The truth is we don’t need nationals at 12U. It is way too young to be led down the wrong path. In fact I am not so sure we need them at all in any age group. Canada, the leading hockey playing country in the world, and one that we often look to for guidance, doesn’t have national championships. They seem to get along just fine without it. So all in all, a good move by USA Hockey. One that is better for the game and the players playing it.

The Locker Room
The second significant change from USA Hockey this year is the new Locker Room Supervision policy that addresses the concern with "locker room activities between minor players; minor players and adult players; adults being left alone with individual minor players in locker rooms; and with non-official or non-related adults having unsupervised access to minor participants at sanctioned team events."

This also could very well be called the "CYA Policy" (and that doesn’t stand for Chicago Young Americans).
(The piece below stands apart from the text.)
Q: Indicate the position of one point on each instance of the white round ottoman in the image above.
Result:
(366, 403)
Or it could just as easily be called the "Uncommon Sense Policy" because I really am starting to believe that common sense is not common at all.

I "get" why USA Hockey is introducing the policy. It has to be something that they are telling people to adhere to. Some lawyers live for opportunities presented when policies aren’t spelled out. What is scary is that there actually are some people who have to be told. The wording of the policy is a little vague and maybe intentionally-so to be open to interpretation. Does an adult actually have to be in the locker room supervising? Or just outside the door? Maybe I am dense, or maybe I just don’t want to believe they are actually mandating that an adult needs to be in the room at all times.
Sorry, I am a little old-school on this one. I firmly believe that the locker room is a sacred place. A place for the team. A place for the individuals on a team to interact and grow together.

For kids, it should be a place where adult supervision is not necessary. Absolutely coaches should lay the ground rules of what is expected and what is unacceptable in the locker room. Absolutely coaches should be a presence, in and out of the locker room like a cop walking the beat. But they don’t need to be there all of the time. They can guard the door and pop in and out as necessary.
We have to give kids some space to grow and experience things for themselves. We can’t be constantly smothering and micro-managing and nit-picking. We have to let them figure some things out for themselves. What safer place is there to do that than in a locker room?

For younger kids, there might be a greater reason to have more presence to help them with equipment. But I also know that young kids can do incredible things (like dress and undress themselves in hockey equipment) if we let them. Probably not tighten their own skates, but they can even do that at 9 and 10-years old if we actually let them do it.